Treasury minister Stephen Timms has written to 16 countries, including South Africa, Vietnam and Cameroon, to ask them to join a tax exchange involving Britain by the end of the year.
It is believed that Timms has asked for a response by the end of March.
The G20 group of major developed and emerging economics has worked hard in order to eradicate tax evasion, tax avoidance and money laundering in the past couple of years in a bid to help to reinforce the financial system in the wake of the ‘credit crunch’.
However, Timms is concerned that the risk of tax avoidance stretches beyond G20 countries and is hoping to wipe out tax avoidance across the globe.
There are also concerns that tax evasion is leading to poorer countries struggling to develop and it has been suggested that developing countries miss out on up to $50 billion in lost revenue due to tax evasion.
“The discussions will be an important further step to ensuring developing countries have the ability to collect the tax they are owed.

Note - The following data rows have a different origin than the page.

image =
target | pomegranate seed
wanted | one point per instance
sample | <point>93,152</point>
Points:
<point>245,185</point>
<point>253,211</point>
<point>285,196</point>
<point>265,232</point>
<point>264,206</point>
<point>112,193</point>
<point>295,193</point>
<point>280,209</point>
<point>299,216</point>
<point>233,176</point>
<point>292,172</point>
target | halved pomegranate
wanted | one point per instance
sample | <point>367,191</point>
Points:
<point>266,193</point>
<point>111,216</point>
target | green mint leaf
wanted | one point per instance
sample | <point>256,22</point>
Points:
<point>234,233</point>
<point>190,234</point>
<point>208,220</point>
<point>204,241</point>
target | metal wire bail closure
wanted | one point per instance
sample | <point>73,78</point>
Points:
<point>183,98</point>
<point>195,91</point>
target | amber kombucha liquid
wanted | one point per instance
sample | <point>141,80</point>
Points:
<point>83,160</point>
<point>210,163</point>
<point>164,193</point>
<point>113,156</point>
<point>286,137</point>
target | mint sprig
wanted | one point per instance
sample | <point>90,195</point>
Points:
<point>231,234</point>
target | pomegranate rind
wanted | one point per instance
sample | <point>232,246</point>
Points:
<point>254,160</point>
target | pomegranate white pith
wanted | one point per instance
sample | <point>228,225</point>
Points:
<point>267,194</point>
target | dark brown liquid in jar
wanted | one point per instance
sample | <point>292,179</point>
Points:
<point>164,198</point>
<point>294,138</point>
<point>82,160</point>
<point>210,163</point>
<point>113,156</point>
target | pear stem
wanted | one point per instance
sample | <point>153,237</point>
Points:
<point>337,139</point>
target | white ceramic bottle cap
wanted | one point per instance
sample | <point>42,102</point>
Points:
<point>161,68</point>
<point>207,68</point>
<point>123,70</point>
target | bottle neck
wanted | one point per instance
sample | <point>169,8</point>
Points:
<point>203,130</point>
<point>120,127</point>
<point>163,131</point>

For too long developing countries have been cheated out of tax revenues by individuals and some companies – we will not allow this to continue.”
More Economically Developed Countries (MEDC’s) are worried they may be missing out on tax due to companies juggling their accounts between countries with more flexible tax systems, such as those in Less Economically Developed Countries (LEDC’s).
Timms attended a conference on Wednesday 10th February 2010 in Jersey to discuss how LEDC’s can improve the amount of revenue they earn, lessen money laundering and improve their financial regulations.
Timms praised Jersey for their ‘excellent’ progress in combating tax evasion and money laundering and said that the times of taxpayers to play countries off against each other is over.
“Jersey is making a very important contribution and it has become much tougher for those who want to bend the rules on tax”.